Manuel estaba loco por su cuñada Lucía. Tenía solo 20 años y una figura escultural, con grandes pechos, caderas pronunciadas y labios carnosos. Manuel se casó con la hermana de Lucía hace dos años, pero sus ojos siempre estuvieron puestos en ella.
Su cuñada se veía divina en su vestido veraniego, el cual dejaba poco a la imaginación. Manuel tragó saliva con dificultad, intentando contener su erección. Sabía que debía resistirse a los impulsos que sentía hacia su cuñada, pero era demasiado tentador.
Un día, Manuel descubrió a Lucía llorando en la cocina. Su marido la había vuelto a reprender por nada. Manuel la abrazó consolándola, y pronto su mirada se posó en sus pechos, visibles a través del delgado brasier. Lucía se dio cuenta de su mirada lasciva y en lugar de apartarse, se frotó contra él.
Manuel no tardó en verse dominado por una excitación desbordante. Lucía parecía igualmente encendida. Sin pensar en las consecuencias, la llevó a su habitación y la empujó sobre la cama. Ella emitió un gemido de placer mientras Manuel besaba su cuello y deslizaba las manos por sus piernas.
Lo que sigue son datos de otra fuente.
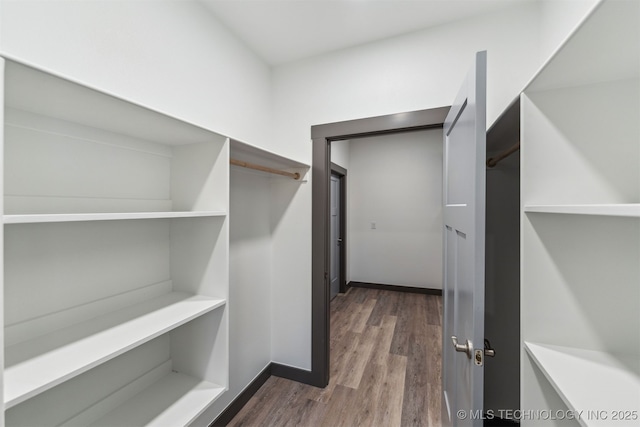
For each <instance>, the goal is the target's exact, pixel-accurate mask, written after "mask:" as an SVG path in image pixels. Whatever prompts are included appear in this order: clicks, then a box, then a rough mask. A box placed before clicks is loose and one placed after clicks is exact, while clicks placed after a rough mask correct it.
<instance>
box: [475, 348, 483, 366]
mask: <svg viewBox="0 0 640 427" xmlns="http://www.w3.org/2000/svg"><path fill="white" fill-rule="evenodd" d="M473 353H474V354H475V357H474V358H473V360H474V362H475V364H476V366H482V365H483V363H484V350H474V352H473Z"/></svg>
Lucía le rogó que la hiciera suya, y Manuel accedió gustoso. La penetró con urgencia, olvidando por completo las prohibiciones y el bienestar de su familia. Fue un acto de lujuria desenfrenada, lleno de gemidos, jadeos y blasfemias.
Se vieron envueltos en un torbellino de pasión del que no pudieron escapar. Sus encuentros secretos se volvieron cada vez más intensos y frecuentes, obstaculizando sus vidas matrimoniales. Fue un juego de riesgo y seducción que Manuel estaba dispuesto a arriesgarlo todo con tal de poseer a su cuñada. Lucía estaba igualmente entregada a aquella relación prohibida y apasionada. Nada ni nadie lograría separarlos. Su amor estaba condenado, pero era demasiado poderoso para resistirse.